Indeed, it is folklore.

Certainly not. Be can build step by step $f(n)$ with infinitely many choices at each step. $f(1)=a$ $f(2)=b$ $f(3)\equiv f(1)\pmod 2$ : infinitely many choices $f(4)\equiv f(1)\pmod 3$ and $f(4)\equiv f(2)\pmod 2$ : infinitely many choices ... And so on (the only thing to check is that at each step constraints are consistant).

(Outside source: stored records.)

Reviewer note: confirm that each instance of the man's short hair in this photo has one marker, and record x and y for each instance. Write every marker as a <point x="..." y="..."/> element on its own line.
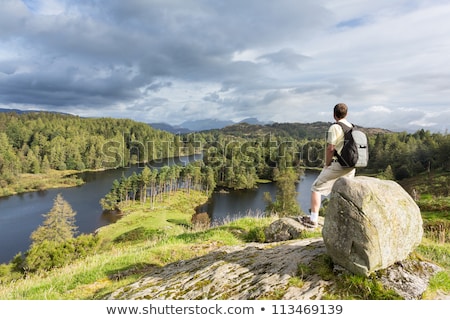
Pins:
<point x="340" y="110"/>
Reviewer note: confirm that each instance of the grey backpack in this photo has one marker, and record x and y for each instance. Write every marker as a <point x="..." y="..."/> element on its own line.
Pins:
<point x="355" y="152"/>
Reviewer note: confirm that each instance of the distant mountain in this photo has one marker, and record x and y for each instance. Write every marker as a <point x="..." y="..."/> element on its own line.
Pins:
<point x="314" y="130"/>
<point x="206" y="124"/>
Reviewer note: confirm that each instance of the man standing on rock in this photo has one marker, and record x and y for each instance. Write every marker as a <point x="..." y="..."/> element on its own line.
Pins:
<point x="332" y="169"/>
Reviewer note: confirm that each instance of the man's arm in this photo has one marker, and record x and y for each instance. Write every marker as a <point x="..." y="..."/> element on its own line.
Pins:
<point x="329" y="154"/>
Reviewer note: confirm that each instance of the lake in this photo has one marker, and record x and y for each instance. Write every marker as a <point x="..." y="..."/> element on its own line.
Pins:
<point x="21" y="214"/>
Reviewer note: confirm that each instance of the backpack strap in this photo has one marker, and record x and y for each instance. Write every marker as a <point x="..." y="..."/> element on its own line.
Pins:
<point x="346" y="129"/>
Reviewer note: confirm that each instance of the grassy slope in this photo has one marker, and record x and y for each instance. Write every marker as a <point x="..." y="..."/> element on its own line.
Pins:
<point x="150" y="238"/>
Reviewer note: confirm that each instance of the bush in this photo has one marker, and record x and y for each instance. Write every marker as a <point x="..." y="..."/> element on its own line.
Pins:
<point x="50" y="254"/>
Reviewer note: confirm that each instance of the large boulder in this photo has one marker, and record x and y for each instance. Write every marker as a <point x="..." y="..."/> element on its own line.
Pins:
<point x="370" y="224"/>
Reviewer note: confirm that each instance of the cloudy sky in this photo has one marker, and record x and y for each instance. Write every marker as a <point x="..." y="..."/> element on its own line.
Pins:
<point x="178" y="60"/>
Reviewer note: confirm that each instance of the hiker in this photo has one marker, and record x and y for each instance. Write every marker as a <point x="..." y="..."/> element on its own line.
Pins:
<point x="332" y="169"/>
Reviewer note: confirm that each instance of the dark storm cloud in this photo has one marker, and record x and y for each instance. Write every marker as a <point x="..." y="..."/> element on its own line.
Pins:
<point x="186" y="59"/>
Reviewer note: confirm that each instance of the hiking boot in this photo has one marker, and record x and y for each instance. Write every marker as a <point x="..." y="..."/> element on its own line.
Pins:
<point x="306" y="221"/>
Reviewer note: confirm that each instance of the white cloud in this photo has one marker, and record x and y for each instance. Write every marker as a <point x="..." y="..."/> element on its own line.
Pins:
<point x="283" y="61"/>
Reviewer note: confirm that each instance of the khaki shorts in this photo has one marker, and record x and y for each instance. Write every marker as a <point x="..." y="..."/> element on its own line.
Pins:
<point x="328" y="177"/>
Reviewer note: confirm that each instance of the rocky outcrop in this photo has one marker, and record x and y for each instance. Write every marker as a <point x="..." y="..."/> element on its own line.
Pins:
<point x="287" y="270"/>
<point x="286" y="228"/>
<point x="253" y="271"/>
<point x="370" y="224"/>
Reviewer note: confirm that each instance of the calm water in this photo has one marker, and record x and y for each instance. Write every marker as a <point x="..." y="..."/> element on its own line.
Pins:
<point x="21" y="214"/>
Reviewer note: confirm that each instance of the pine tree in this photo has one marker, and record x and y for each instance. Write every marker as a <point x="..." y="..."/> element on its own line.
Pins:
<point x="59" y="224"/>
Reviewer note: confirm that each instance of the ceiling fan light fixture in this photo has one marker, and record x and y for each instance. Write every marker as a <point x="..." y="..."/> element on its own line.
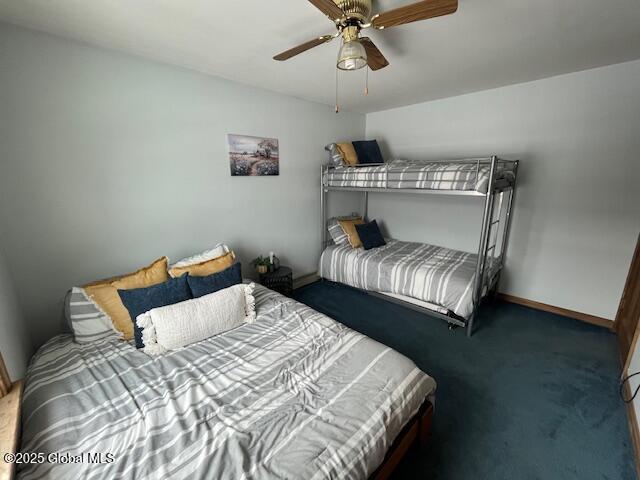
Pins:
<point x="352" y="56"/>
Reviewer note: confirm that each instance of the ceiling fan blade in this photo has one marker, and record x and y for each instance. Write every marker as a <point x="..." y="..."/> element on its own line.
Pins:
<point x="303" y="48"/>
<point x="375" y="59"/>
<point x="414" y="13"/>
<point x="329" y="8"/>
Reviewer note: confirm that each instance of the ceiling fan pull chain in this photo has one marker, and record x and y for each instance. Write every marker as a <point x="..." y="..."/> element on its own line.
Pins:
<point x="337" y="106"/>
<point x="366" y="82"/>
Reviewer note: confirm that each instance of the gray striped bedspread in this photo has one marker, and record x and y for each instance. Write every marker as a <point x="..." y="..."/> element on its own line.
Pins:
<point x="437" y="275"/>
<point x="295" y="395"/>
<point x="416" y="175"/>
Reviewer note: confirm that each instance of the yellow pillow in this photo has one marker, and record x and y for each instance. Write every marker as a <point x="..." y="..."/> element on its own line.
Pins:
<point x="349" y="227"/>
<point x="348" y="153"/>
<point x="205" y="268"/>
<point x="105" y="293"/>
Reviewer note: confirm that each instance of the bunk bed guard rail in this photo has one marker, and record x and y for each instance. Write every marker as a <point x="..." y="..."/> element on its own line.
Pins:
<point x="501" y="176"/>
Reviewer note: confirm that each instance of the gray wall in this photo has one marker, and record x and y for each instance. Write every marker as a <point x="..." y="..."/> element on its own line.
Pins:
<point x="110" y="161"/>
<point x="15" y="342"/>
<point x="577" y="213"/>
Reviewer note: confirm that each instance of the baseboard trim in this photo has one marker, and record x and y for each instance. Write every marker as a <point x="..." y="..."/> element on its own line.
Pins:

I have a nice solution: Answer: no. Lemma$1$(obviously): in any polynomial $p(x)$ with real coefficients, where $p(n) \in \mathbb{N}$ if $n \in \mathbb{N}$, the number of $m \in \mathbb{N}$ for which the inequality $p(m)-p(m+1)>0$ satisfies is finite. It's obvious. Now we will build a function $f:\mathbb N\to\mathbb N$ for which $f(2n-1)>f(2n)$ for all $n \in \mathbb{N}$. By our lemma, this is not a polynomial. We will build by induction. $f(1)$ and $f(2)$ are trivial. Lemma$2$: we have $f(1)$, $f(2)$, $f(3)$, ... $f(k)$ for which $f(m)-f(n)$ is divided by $m-n$ for all $m>n$ ($m<k+1$). Then we always have a solution in CRT for $f(k+1)$ and $f(k+2)$. Prove: suppose we don't have a solution in CRT. Then for some $a$ and $b$ we have two contradictory comparisons: 1)$f(k+1) \equiv f(k-a) \pmod{a+1}$ 2)$f(k+1) \equiv f(k-b) \pmod{b+1}$ Since these comparisons are contradictory, then $a+1$ and $b+1$ are not coprime. Let we have a contradiction with a prime $p$ in our comparisons. Let $V_p(a+1)=x$ and $V_p(b+1)=y$ and let WLOG $x \le y$. It's easy to see, that $f(k-a) \equiv f(k-b) \pmod{a-b}$ or $f(k-a) \equiv f(k-b) \pmod{p^x}$. But it is a contradiction, since we supposed, that we have a contradiction with comparisone and a prime $p$. So, the lemma is proved. The step of induction. First we will fix $f(2n)$. Then we may select $f(2n-1)$ by CRT so that $f(2n-1)>f(2n).$